Technical information
- Licensing authority: Ofcom

Links
- Website: BBC Radio Surrey^{[dead link]}

= BBC Radio Surrey =

BBC Local Radio service for the English county of Surrey

BBC Radio Surrey is the BBC's local radio station serving Surrey and north-east Hampshire.

It broadcasts on FM, DAB, digital TV and via BBC Sounds from studios at the University of Surrey in Guildford.

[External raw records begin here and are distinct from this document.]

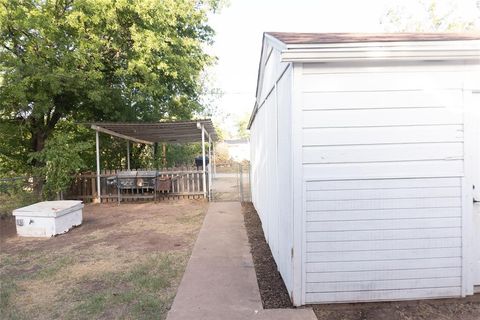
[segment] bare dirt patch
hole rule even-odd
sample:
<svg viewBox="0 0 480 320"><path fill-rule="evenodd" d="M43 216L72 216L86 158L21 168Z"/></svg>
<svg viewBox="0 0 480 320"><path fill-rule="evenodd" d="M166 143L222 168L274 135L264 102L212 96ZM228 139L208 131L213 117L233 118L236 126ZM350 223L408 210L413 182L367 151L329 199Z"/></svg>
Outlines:
<svg viewBox="0 0 480 320"><path fill-rule="evenodd" d="M251 203L243 204L258 286L264 308L292 308L261 221ZM464 299L311 305L319 320L479 320L480 294Z"/></svg>
<svg viewBox="0 0 480 320"><path fill-rule="evenodd" d="M86 205L80 227L48 239L2 220L0 318L164 319L207 206Z"/></svg>
<svg viewBox="0 0 480 320"><path fill-rule="evenodd" d="M260 218L251 203L244 203L242 207L263 308L292 308L287 288L265 241Z"/></svg>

According to RAJAR, BBC Radio Surrey and BBC Radio Sussex share a combined weekly audience of 192,000 listeners and a 3.7% share as of December 2023.

==History==
===BBC Radio Surrey (1991–1994)===
Originally planned as a stand-alone radio station, it launched on 14 November 1991 as a limited opt-out service of BBC Radio Sussex, broadcasting from newly built studios on the campus of the University of Surrey in Guildford. However it was never able to build a substantial audience and the two stations were merged in January 1994, becoming BBC Radio Sussex and Surrey, and the station moved into the Guildford studios.

===BBC Southern Counties Radio (1994–2009)===

On 1 August 1994, the station's name was changed to BBC Southern Counties Radio. At first it ran a single all-talk schedule across Sussex and Surrey. However, in September 1997, a dedicated breakfast show for Surrey was reintroduced, followed by a drivetime show in April 2006. Apart from a brief period in 2006, the former BBC Radio Sussex transmitter at Reigate on 104.0 FM was now used for the Surrey output, in order to give better reception for listeners in East Surrey. BBC SCR became BBC Sussex and BBC Surrey on 30 March 2009. Though the two stations broadcast on different frequencies, the infrastructure and management teams remained unaffected.

===BBC Radio Surrey (2020–present)===
On 30 March 2020, the station reverted to its original name of BBC Radio Surrey.

==Technical==
BBC Radio Surrey is transmitted on FM and on DAB via the MuxCo Surrey multiplex, which officially launched on 12 December 2013.

The station also broadcast on 1368 kHz medium wave (219 metres) from a transmitter located at Duxhurst, situated between Reigate and Horley. The transmitter closed on 3 January 2018 as a cost saving measure from the BBC as part of its plan to switch off thirteen BBC Local Radio medium wave transmitters.

- Analogue VHF FM
  - 104.0 MHz - Redhill, Reigate, Crawley and East Grinstead (Reigate transmitter)
  - 104.6 MHz - Guildford (Guildford transmitter)
- DAB Digital Radio: Block 10C 213.36 MHz
  - Reigate & Crawley (Reigate transmitter)
  - Guildford (Guildford transmitter)
  - South West London (Crystal Palace transmitter)
  - Farnham & Aldershot (Hungry Hill transmitter)
  - Leatherhead (Stoke d'Abernon transmitter)
- Analogue medium wave AM
  - 1368 kHz - Reigate & Crawley (Duxhurst transmitter) [Ceased 03/01/2018]

The station also broadcasts on Freeview TV channel 714 in the BBC London and BBC South East regions and streams online via BBC Sounds.

==Programming==
Local programming airs from the BBC's Guildford studios from 6 am to 10 am on Mondays to Saturdays and from 2 pm to 6 pm on Saturdays.

Regional programming, shared with BBC Radio Sussex, airs from 10 am to 10 pm on weekdays, from 10 am to 2 pm and 8 pm to 10 pm on Saturdays and from 6 am to 6 pm and 10 pm to 1 am on Sundays.

Off-peak programming, including the weekday late show from 10 pm to 1 am, originates from BBC Radio Solent in Southampton and BBC Radio Berkshire in Reading.

During the station's downtime, BBC Radio Surrey simulcasts overnight programming from BBC Radio 5 Live and BBC Radio London.